The surface model highlights the lumina of the cardiovascular system in a volume rendering of all tissues of a chick embryo, a developmental Hamburger Hamilton Stage 18. This image shows an HREM section through a human nerve. The inlay enlarges the section of this image.

This image shows part of an HREM section image through porcine liver. This image shows a volume rendered 3D model of a biopsy taken from a human thumb pad. This image shows the surface rendered models of dermal arteries, veins, and nerves in front of a virtual resection through HREM data.

This animation shows a volume rendered model of thick skin of a human thumb pad. Different thresholds and hence different dermal structures, such as blood vessels, nerve fibers, sweat glands and the ducts of sweat glands. HREM allows for rapid visualization of the architecture of fibrous material.

This image shows a volume rendered model of native dermal substitute material. This animation shows the volume rendered model of dermal substitute material. Note the different shape and the caliber of the fibers.

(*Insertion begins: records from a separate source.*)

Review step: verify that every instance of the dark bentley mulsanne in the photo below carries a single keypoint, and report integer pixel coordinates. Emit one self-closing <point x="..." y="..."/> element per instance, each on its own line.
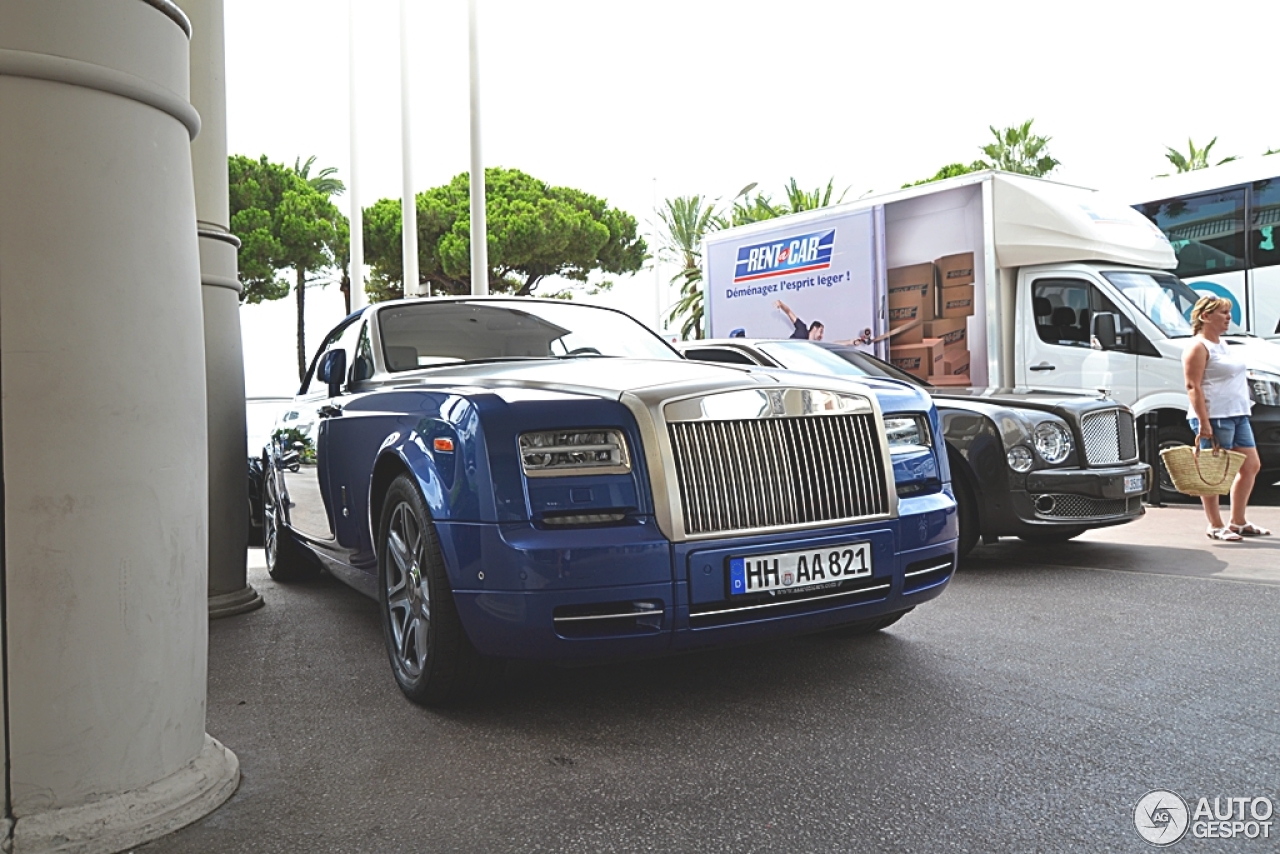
<point x="1045" y="466"/>
<point x="517" y="478"/>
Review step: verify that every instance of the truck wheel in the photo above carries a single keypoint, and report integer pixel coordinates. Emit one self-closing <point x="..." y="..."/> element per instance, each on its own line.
<point x="967" y="508"/>
<point x="868" y="626"/>
<point x="1170" y="437"/>
<point x="286" y="560"/>
<point x="432" y="658"/>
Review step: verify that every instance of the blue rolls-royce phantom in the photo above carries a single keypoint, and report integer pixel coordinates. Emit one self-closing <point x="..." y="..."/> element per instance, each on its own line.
<point x="517" y="478"/>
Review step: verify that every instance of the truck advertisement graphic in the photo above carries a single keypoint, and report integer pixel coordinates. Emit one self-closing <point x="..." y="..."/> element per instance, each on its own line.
<point x="795" y="279"/>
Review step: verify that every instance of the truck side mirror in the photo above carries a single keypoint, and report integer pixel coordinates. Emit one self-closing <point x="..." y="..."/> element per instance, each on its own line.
<point x="333" y="368"/>
<point x="1104" y="333"/>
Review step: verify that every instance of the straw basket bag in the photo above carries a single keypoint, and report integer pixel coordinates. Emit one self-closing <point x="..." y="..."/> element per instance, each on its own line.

Samples have to be dehydrated, infiltrated, and embedded in resin so the whole procedure can take up to several days but includes only two to three hours of operational works for preparing solutions, changing solutions and so on. The data generation itself is fully automated on the HREM apparatus and 1000 images can be produced in two to three hours. After its development, HREM paved the way for researchers in the field of developmental biology to precisely score the phenotype of mutant mouse embryos.

One example is the deciphering mechanisms of developmental disorders or DMDD project where HREM is used phenotyping, embryonically lethal mouse embryos in the yet unknown detail. It turned out that HREM is also an excellent alternative to positional light microscopy for examining blood vessels, nerve, or fiber architecture in human tissue samples.